LightGMM

LightGMM is a extremely fast construction of a GMM for large data sets.

Features:

  • based on jax

  • supports weighted observations

  • can be converted into a scikit-learn GaussianMixture

Method

If refine_weights=False, LightGMM relies on scikit-learn’s KMeans for initialisation, using kmeans++ or random data samples (‘random’, very fast) for initally guessing the cluster.

The KMeans steps (n_iter and max_iter parameters) give the cluster centers. Regularized covariance matrices are then computed from cluster members. These set the shapes and locations of the Gaussian mixture model.

The GMM component weights are assigned proportional to number of cluster members.

Alternatively, if refine_weights=True, with a single E step is performed for maximizing the training set likelihood.

Requirements

You need scikit-learn and jax installed.

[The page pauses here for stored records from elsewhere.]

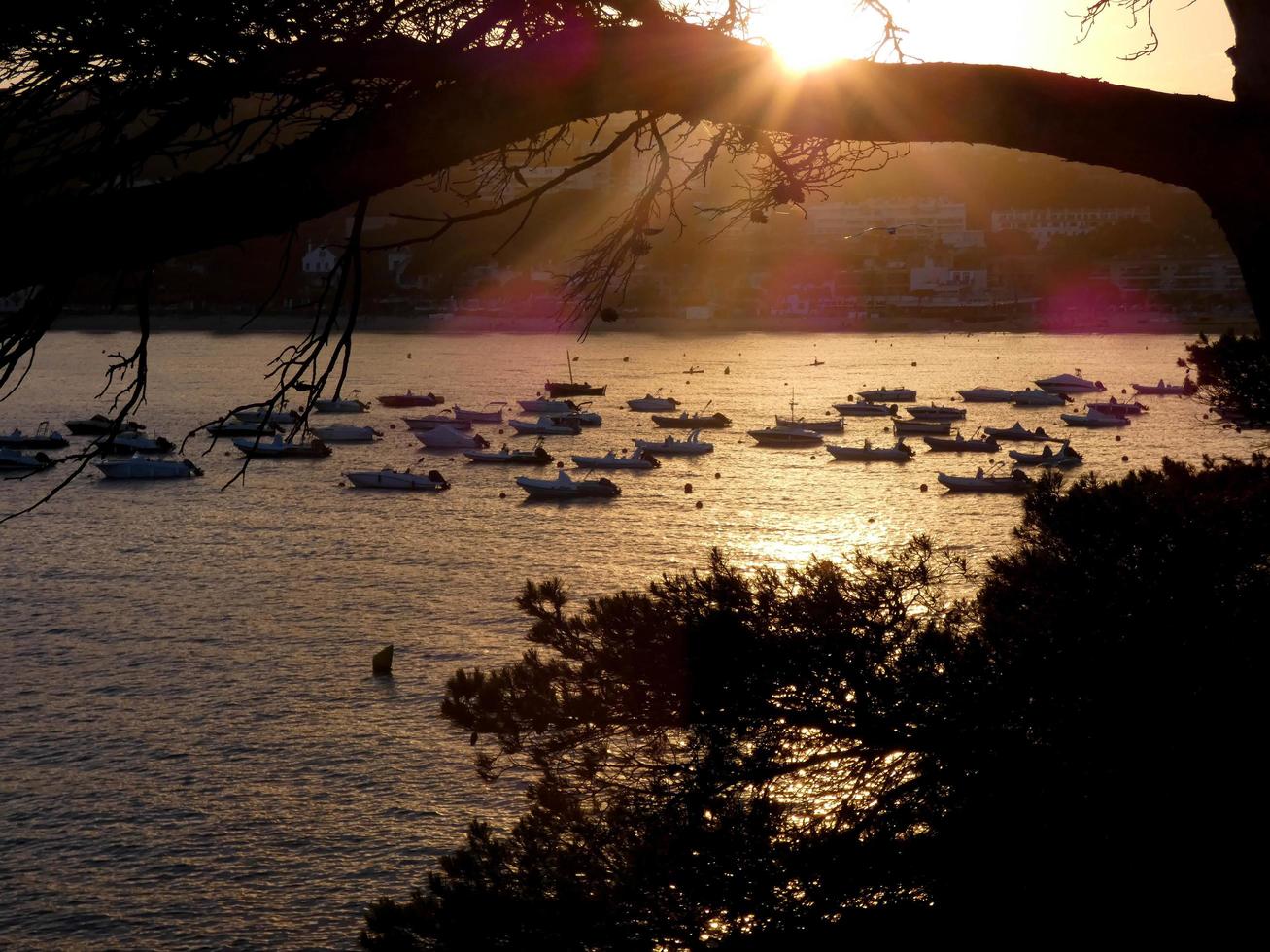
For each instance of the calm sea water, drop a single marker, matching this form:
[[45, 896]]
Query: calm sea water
[[192, 750]]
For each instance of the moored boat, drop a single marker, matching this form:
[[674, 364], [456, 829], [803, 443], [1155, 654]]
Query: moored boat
[[1092, 418], [987, 395], [564, 487], [898, 454], [139, 467], [692, 446], [1018, 434]]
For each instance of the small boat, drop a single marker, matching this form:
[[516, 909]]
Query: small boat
[[41, 439], [98, 425], [393, 479], [695, 422], [571, 388], [1092, 418], [410, 398], [960, 444], [1185, 389], [450, 438], [650, 404], [1070, 384], [834, 425], [1066, 456], [538, 456], [922, 428], [344, 433], [692, 446], [282, 448], [432, 421], [340, 406], [867, 409], [139, 467], [892, 395], [987, 395], [564, 487], [580, 418], [129, 443], [639, 459], [1116, 406], [236, 428], [17, 459], [1018, 434], [898, 454], [786, 437], [277, 417], [1016, 483], [935, 413], [1038, 397], [478, 415], [546, 426], [547, 406]]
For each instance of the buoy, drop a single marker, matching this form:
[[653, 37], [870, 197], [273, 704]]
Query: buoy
[[381, 663]]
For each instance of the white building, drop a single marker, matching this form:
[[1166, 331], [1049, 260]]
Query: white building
[[934, 216], [1045, 223]]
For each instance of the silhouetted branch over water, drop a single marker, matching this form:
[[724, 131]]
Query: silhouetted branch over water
[[733, 760]]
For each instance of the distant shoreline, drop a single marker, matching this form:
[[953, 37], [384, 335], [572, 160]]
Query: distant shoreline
[[1068, 323]]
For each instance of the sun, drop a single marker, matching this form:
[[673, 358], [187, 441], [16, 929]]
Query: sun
[[807, 34]]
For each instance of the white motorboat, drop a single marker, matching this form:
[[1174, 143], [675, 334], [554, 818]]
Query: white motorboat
[[280, 448], [1038, 397], [538, 456], [922, 428], [1066, 456], [898, 454], [1185, 389], [17, 459], [547, 406], [139, 467], [834, 425], [546, 426], [99, 425], [960, 444], [432, 421], [650, 404], [393, 479], [129, 443], [786, 437], [692, 446], [583, 418], [1092, 418], [478, 415], [564, 487], [1016, 483], [340, 406], [276, 417], [639, 459], [1117, 409], [935, 413], [987, 395], [344, 433], [42, 438], [1018, 434], [449, 438], [893, 395], [865, 409], [1070, 384]]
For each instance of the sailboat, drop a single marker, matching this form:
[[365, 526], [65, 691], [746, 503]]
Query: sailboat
[[558, 389]]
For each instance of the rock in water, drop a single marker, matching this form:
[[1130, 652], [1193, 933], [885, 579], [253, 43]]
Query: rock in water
[[381, 664]]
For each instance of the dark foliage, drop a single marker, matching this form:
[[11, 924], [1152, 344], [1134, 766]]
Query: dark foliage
[[748, 761]]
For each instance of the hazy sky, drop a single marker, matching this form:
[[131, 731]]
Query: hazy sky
[[1041, 33]]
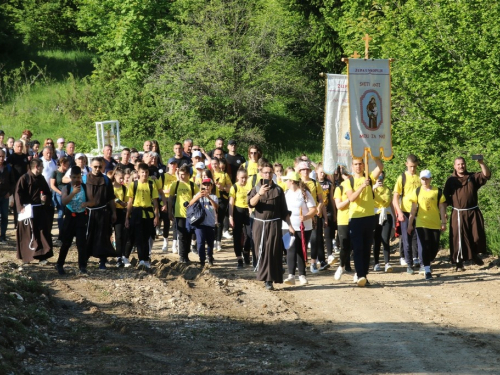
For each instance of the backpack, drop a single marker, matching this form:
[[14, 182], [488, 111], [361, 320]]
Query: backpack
[[150, 183], [440, 194]]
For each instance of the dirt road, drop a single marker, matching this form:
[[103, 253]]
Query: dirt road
[[219, 320]]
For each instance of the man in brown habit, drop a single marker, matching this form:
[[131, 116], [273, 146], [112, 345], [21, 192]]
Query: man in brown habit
[[467, 236]]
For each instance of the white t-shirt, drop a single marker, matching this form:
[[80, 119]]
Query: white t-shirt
[[294, 201]]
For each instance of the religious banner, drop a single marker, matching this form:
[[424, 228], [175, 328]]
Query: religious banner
[[369, 91], [337, 140]]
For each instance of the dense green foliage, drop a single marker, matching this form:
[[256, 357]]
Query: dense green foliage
[[249, 69]]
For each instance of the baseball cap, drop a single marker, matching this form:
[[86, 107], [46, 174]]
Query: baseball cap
[[426, 174], [291, 175]]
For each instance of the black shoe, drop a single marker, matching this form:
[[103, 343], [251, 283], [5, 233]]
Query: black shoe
[[60, 269], [246, 257], [477, 260]]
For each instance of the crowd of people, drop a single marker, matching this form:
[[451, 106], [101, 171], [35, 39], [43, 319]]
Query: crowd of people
[[283, 221]]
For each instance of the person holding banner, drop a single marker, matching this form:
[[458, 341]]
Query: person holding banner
[[406, 184], [361, 215]]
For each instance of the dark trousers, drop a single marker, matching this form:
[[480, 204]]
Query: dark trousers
[[205, 236], [121, 232], [183, 237], [4, 213], [411, 247], [345, 245], [361, 231], [74, 225], [429, 241], [242, 231], [382, 236], [317, 246], [295, 254]]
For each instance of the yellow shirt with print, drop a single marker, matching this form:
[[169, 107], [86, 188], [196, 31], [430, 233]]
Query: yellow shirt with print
[[143, 196], [240, 196], [252, 168], [184, 195], [314, 188], [428, 215], [343, 214], [411, 184], [121, 195], [383, 198], [364, 205]]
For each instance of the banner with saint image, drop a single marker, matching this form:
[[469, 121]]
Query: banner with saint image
[[369, 91], [337, 140]]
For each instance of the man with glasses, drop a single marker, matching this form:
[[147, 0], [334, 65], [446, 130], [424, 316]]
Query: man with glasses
[[268, 200], [101, 215]]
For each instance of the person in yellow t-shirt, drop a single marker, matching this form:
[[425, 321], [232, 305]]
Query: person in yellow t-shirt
[[143, 211], [319, 220], [361, 215], [181, 193], [384, 223], [402, 190], [239, 218], [342, 204], [429, 209]]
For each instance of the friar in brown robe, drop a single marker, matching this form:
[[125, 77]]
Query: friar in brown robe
[[467, 235], [34, 238], [269, 203]]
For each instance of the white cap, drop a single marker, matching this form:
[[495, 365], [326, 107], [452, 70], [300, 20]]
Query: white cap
[[426, 174]]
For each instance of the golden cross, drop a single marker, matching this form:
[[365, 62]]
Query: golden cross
[[367, 39]]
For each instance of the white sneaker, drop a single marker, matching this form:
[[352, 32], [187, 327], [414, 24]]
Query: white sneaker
[[290, 280], [126, 262], [338, 273], [361, 281]]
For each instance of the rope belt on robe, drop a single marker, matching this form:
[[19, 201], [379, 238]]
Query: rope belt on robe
[[459, 230], [90, 214], [262, 239], [28, 222]]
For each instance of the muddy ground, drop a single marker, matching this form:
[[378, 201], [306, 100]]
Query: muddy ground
[[181, 319]]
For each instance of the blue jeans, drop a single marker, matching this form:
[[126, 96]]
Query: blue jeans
[[4, 213], [57, 199]]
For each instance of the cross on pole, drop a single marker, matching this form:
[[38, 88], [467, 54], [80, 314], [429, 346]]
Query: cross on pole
[[367, 39]]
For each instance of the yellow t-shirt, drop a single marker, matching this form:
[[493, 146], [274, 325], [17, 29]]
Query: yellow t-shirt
[[314, 188], [183, 195], [121, 195], [240, 197], [411, 184], [343, 214], [142, 196], [383, 198], [428, 215], [253, 168], [363, 206]]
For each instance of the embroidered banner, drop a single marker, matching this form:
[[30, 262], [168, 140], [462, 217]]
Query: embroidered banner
[[370, 107], [337, 140]]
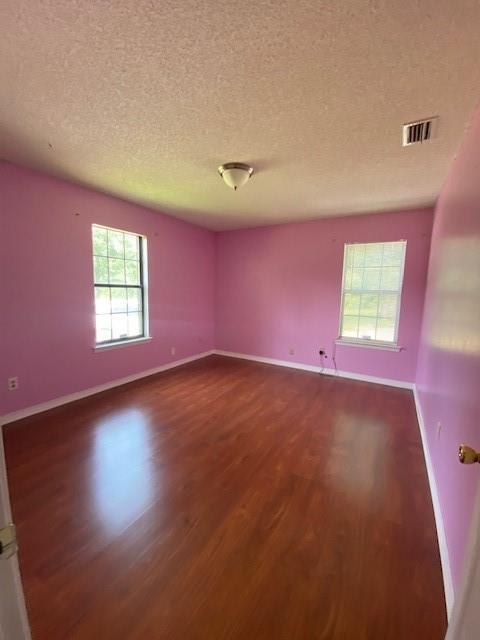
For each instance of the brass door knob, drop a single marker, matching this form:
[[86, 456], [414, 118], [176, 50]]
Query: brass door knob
[[467, 455]]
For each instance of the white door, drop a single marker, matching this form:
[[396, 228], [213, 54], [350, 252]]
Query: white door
[[465, 622], [13, 615]]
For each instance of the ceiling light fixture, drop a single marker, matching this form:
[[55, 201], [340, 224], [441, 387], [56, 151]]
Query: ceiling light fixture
[[235, 174]]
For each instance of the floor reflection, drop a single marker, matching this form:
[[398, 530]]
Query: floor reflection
[[122, 469]]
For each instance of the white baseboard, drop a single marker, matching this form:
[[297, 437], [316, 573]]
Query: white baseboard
[[78, 395], [403, 384], [442, 540]]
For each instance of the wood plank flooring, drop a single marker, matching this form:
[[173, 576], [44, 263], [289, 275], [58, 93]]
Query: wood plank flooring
[[231, 500]]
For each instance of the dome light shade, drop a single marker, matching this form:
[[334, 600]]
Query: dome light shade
[[235, 174]]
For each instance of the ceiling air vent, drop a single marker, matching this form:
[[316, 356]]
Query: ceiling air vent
[[419, 131]]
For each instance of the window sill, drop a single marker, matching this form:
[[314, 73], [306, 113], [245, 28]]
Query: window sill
[[124, 343], [368, 344]]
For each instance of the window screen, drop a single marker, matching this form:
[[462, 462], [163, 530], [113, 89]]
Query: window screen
[[371, 293], [119, 280]]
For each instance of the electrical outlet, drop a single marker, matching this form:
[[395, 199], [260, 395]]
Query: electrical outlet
[[439, 430]]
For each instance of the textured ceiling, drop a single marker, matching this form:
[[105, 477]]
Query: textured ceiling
[[144, 99]]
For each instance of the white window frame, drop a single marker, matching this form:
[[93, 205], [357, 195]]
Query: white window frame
[[121, 342], [366, 342]]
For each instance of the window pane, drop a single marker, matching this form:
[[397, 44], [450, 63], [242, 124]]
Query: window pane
[[391, 278], [350, 327], [359, 255], [388, 305], [347, 283], [357, 278], [99, 241], [131, 247], [102, 300], [369, 304], [132, 272], [351, 304], [119, 299], [115, 244], [373, 255], [116, 271], [103, 329], [349, 252], [371, 271], [386, 329], [100, 267], [119, 326], [135, 324], [134, 300], [393, 253], [366, 328], [371, 279]]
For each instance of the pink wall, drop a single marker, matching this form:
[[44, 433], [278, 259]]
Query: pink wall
[[279, 287], [448, 376], [46, 275]]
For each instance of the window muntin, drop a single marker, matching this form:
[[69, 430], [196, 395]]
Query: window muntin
[[119, 282], [371, 291]]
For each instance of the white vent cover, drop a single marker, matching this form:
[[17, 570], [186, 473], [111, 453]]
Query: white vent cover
[[420, 131]]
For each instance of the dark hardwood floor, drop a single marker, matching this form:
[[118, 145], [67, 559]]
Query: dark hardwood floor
[[227, 499]]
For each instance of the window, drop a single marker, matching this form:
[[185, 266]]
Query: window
[[119, 264], [371, 292]]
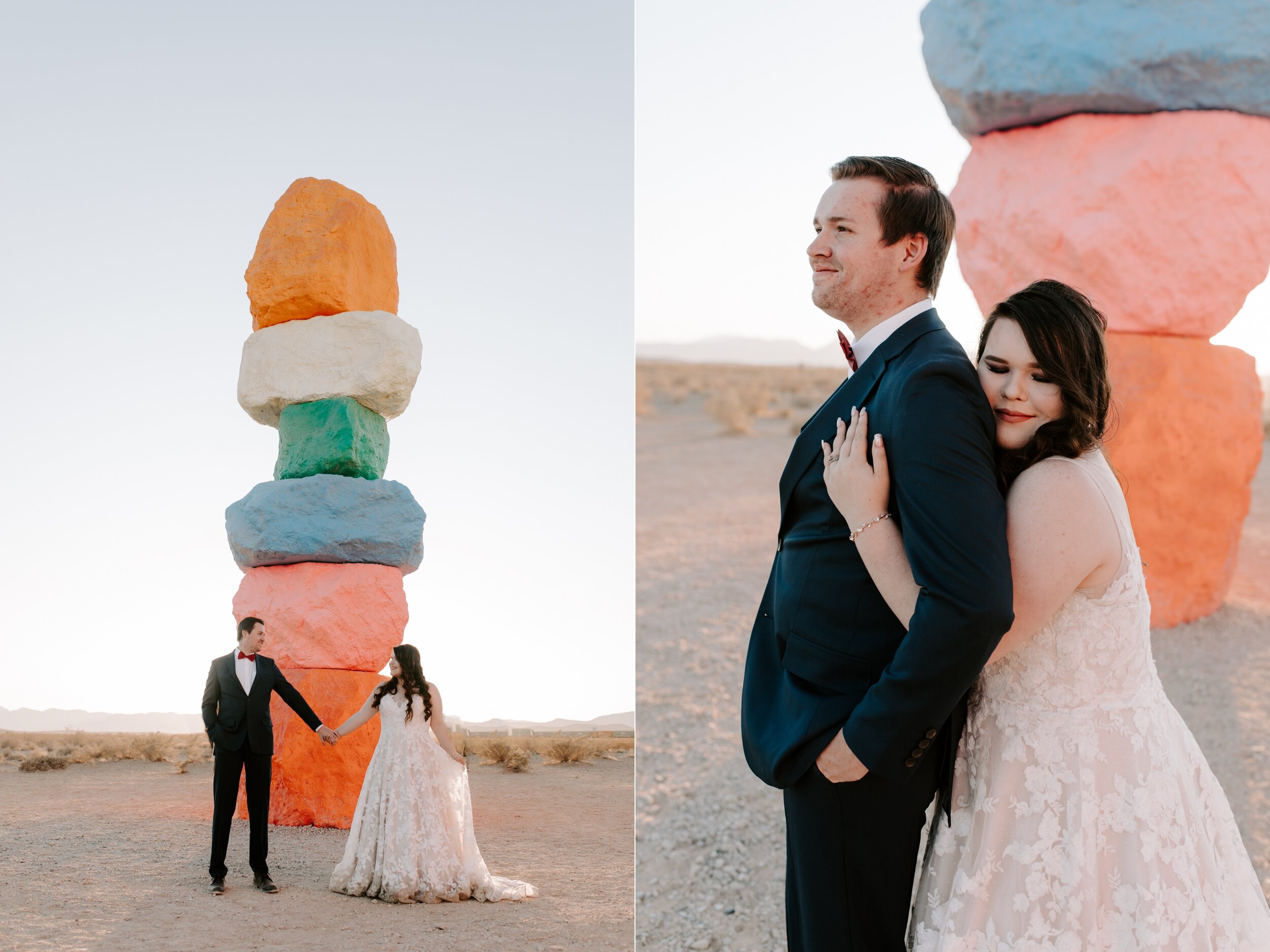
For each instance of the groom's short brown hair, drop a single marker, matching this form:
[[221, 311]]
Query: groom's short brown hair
[[247, 625], [913, 206]]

These are not installed by default with askcarl.

Usage

The API is scikit-learn-like:

gmm = LightGMM(**kwargs)
gmm.fit(X_train)
logprob = gmm.score_samples(X_test)
score = gmm.score(X_test)

You can also convert to a scikit-learn GaussianMixture object:

gmmsk = gmm.to_sklearn()

See the API documentation of the LightGMM module.

Performance

LightGMM achieves sub-100ms constructions for data sets with 50000 samples and ~15 features.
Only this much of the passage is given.